Saat kehidupan ini tak mampu tertebak berjalan ke arah mana? Tak perlu merisaukannya terlalu dalam karena kenyataannya saat kita bisa menjadi kebahagian dari orang lain itu sudah lebih dari cukup.
---***---
Hari telah gelap, Riza sudah sampai di depan gerbang rumahnya yang begitu besar. Melambaikan tangannya pada kedua sahabatnya yang berada di dalam mobil jenis suv milik Bima.
"Hati-hati kalian," pesan Riza dan keduanya mengangguk sebelum Bima melajukan mobilnya.
Riza pun terus memandangi mobil warna hitam itu yang semakin jauh. Merasa tak rela dengan kedua sahabatnya meninggalkannya, padahal mereka menghabiskan waktu seharian bersama-sama. Mungkin karena Riza merasa kesepian, sendirian di rumah bersama penjaganya semenjak kecil.
Rumahnya cukup besar kalau hanya untuk ditinggali berdua bersama ayahnya. Jadi, terkadang Riza juga merasa kurang begitu nyaman dengan hal ini.

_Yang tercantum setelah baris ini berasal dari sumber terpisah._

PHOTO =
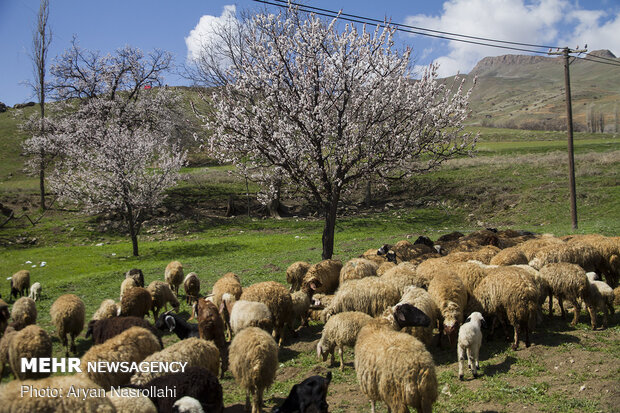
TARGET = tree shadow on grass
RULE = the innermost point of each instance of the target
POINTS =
(168, 251)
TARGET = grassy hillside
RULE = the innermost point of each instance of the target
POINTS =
(518, 180)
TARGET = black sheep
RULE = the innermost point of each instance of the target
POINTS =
(308, 396)
(173, 322)
(196, 382)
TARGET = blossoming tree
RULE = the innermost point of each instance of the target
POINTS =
(329, 107)
(116, 151)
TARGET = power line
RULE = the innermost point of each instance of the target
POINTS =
(420, 28)
(362, 21)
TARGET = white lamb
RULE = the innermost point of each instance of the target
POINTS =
(470, 339)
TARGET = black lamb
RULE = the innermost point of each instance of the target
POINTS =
(172, 322)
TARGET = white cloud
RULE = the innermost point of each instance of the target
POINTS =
(203, 34)
(538, 22)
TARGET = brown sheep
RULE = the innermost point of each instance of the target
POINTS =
(30, 342)
(328, 273)
(277, 298)
(161, 295)
(295, 274)
(137, 302)
(68, 315)
(174, 276)
(211, 327)
(191, 285)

"Sampai kapan kamu akan di situ? Masuk, di luar dingin." Suara itu, tentu saja Riza mengenalinya. Gadis ini pun menoleh dan mendapati ayahnya berdiri menatapnya.
"Yah, bukannya ayah mau pergi ke luar kota?" tanya Riza heran dan ayah Riza pun menggeleng.

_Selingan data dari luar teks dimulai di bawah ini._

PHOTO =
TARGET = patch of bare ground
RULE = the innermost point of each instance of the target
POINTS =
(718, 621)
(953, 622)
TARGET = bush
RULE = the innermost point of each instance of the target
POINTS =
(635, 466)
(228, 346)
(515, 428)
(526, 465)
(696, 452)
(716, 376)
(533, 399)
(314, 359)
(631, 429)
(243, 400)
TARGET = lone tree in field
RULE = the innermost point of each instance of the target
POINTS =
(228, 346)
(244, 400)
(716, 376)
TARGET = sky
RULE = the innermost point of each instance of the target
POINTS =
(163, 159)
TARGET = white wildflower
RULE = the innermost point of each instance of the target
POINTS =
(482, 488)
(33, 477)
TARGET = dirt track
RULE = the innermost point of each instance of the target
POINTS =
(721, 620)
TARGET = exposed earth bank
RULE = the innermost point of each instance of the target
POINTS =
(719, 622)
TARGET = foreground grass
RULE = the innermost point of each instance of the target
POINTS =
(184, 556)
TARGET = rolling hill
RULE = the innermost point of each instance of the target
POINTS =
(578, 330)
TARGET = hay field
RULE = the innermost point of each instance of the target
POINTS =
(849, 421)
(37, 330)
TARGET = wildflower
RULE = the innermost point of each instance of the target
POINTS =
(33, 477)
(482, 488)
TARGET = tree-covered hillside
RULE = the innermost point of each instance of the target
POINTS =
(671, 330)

"Ayah menundanya, besok ayah akan pergi. Kamu baik-baik di rumah ya." Selalu, ayah Riza mengatakan hal yang hampir sama sepanjang ia bisa mengatakannya.
Riza mengangguk, kemudian tersenyum. "Ayo kita makan di luar," ajak Riza sembari menggandeng tangan ayahnya.

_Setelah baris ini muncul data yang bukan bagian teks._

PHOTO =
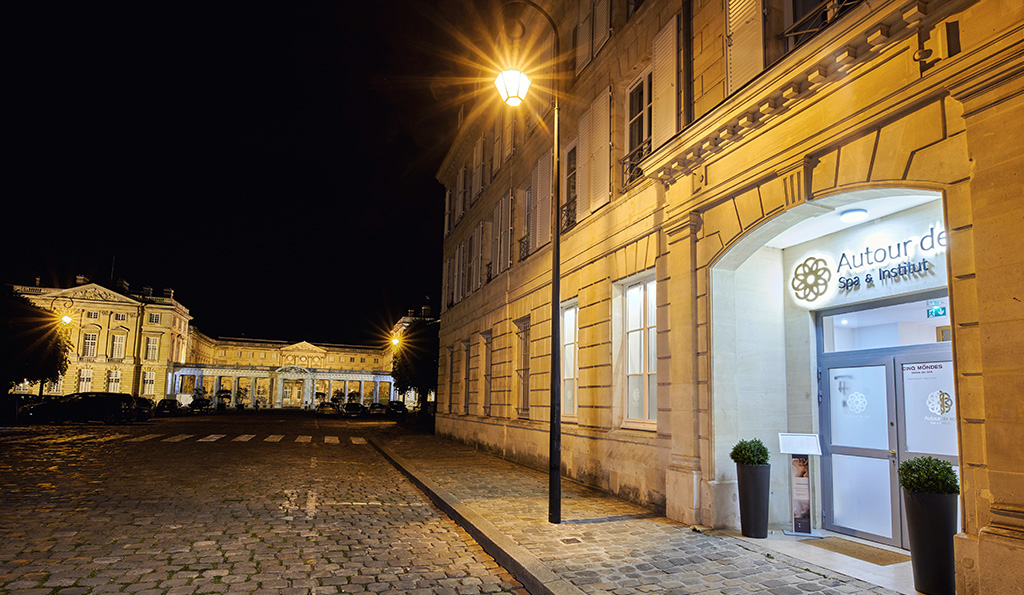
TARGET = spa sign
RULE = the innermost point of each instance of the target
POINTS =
(881, 262)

"Tidak bisa, bi Ina sudah masak banyak. Lagian, sebentar lagi paman kamu datang sama Bianca."
Mendengarkan nama Bianca membuat Riza terdiam, moodnya berubah seketika. "Kenapa paman datang?" tanya Riza membuat ayahnya ini memandanginya heran.
"Kenapa kamu bertanya seperti itu? Bukannya kamu selalu senang jika pamanmu datang?" ucap ayah Riza yang tak mengerti dengan perubahan putrinya yang sekarang.
"Itu dulu ayah, sekarang berbeda. Mungkin juga, aku akan menghabiskan waktuku bersama teman-teman saat liburan nanti," kata Riza yang kini sudah duduk di sofa ruang tamu. Seragamnya masih lengkap, ia hanya berusaha mengistirahatkan otot-ototnya, mencoba memejamkan matanya sejenak.
Melihat putrinya begitu lelah, ayah Riza tak meneruskan pertanyaannya tentang keengganan Riza kepada pamannya.
"Memangnya kamu mau kemana?" tanya ayah Riza. yang kini duduk disampingnya, membantu Riza melepaskan tas rangselnya.
"Mau ke vila kita yang dekat hutan itu. Aku sama ...."
"Nggak, kamu nggak boleh ke sana," potong ayah Riza yang membuat Riza cukup terkejut.
"Kenapa, Yah? Selama ini kan vila itu disewakan terus. Riza mau kali ini, selama liburan Riza bisa main di sana sama Bima dan Gea," terangnya dan ayah Riza tetap menggeleng.
"Tidak ada yang boleh ke sana!" Suara ayah Riza begitu tegas, tapi Riza merasa ayahnya semakin aneh saja.
"Beri alasan yang kuat kenapa Riza nggak boleh ke sana?" tantang Riza dan ayahnya pun mendesah.
"Bahaya Za, di sana dekat hutan. Banyak binatang buas," kata ayah Riza.
"Tapi kan ada pak Yono yang jagain, Yah. Lalu Bima sama Gea."
Riza tak mau menyerah begitu saja, tapi ayah Riza tetap menggeleng.
"Sekali ayah bilang jangan, ya jangan!" tekan ayah Riza sambil memandang tegas Riza.
"Ada apa ini? Kenapa suasananya menjadi tegang?" celetuk seseorang yang muncul tiba-tiba. "Ada apa kak Agatha? Jangan terlalu keras kepada Riza," lanjutnya membuat Riza mendesah.
"Iya paman, kasihan Riza kan anak yang baik." Bianca pun menyahut dan menatap sinis Riza tanpa orang lain tahu.
Terlihat sekali ayah Riza mencoba tersenyum. "Tidak ada, kami hanya sering kali berbeda pikiran. Ayo masuk ke dalam, bi Ina sudah menyiapkan makan malam. Kalian harus menghabiskannya," kata ayah Riza yang kini menggandeng adiknya. Sementara Riza berjalan paling belakang sebelum Bianca memberhentikannya.
Bianca memandangi Riza dengan jarak begitu dekat. "Sepertinya kamu harus mempersiapkan diri," bisiknya yang terdengar cukup aneh dan tak Riza mengerti.